“Smoking cigarettes / and watching Captain Kangaroo / that fabled damned of nations / prophecy come true . . .” What to do in 1966, the year that Allen Ginsberg wrote this line, in his poem “Wichita Vortex Sutra,” while watching neighbors and classmates drafted and wrenched into a senseless and ceaseless war, when there was nothing left to do? Collaging musings and snippets of radio on a tape recorder while traveling westward, the remainder of the poet’s vortex swayed away from Kansas toward the Bay area, with writers Michael McClure and Charles Plymell and artists Bruce Conner and Robert “Bob” Branaman among them.
Branaman cultivated a style of arranging words and images on film, canvas, and paper, and collaborated with William S. Burroughs and Ginsberg, among many others, though without reaching their level of renown. His early exhibitions at San Francisco’s legendary artist-run Batman Art Gallery and work with the Rat Bastard Protective Association uniquely positioned him to be both contributor to and chronicler of Beat history.

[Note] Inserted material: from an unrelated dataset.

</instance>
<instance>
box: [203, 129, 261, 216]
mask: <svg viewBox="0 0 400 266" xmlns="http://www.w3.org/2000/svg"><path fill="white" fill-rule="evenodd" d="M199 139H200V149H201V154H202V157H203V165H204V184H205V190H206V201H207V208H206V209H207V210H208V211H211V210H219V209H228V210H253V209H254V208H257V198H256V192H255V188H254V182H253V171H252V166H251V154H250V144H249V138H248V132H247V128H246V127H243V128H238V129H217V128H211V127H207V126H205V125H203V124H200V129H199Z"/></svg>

The works on view here span the 1960s to the 1990s and include a library of collaged journals and printed matter—the tie-dye-covered Young Stuff, 1998, made thick with taped photographs of his wives, friends, and hastily photocopied pinups or fliers—all protected by a handcrafted, ornately beaded aura duster. There are also found-object collages, displays delicately constructed out of bottle caps, shredded dollar bills, and angelic dolls powdered a ghoulish white. The gallery’s back room is a re-creation of his garage studio, showing paintings at various stages of completion, one of which was featured in early scenes of Oliver Stone’s The Doors (1991), among exquisite porcelain masks and found photographs. A practitioner of Qigong and the Arica system of meditation, Branaman left the psychedelic tendencies of the ’60s far behind, but their spiritual promiscuity still germinates here.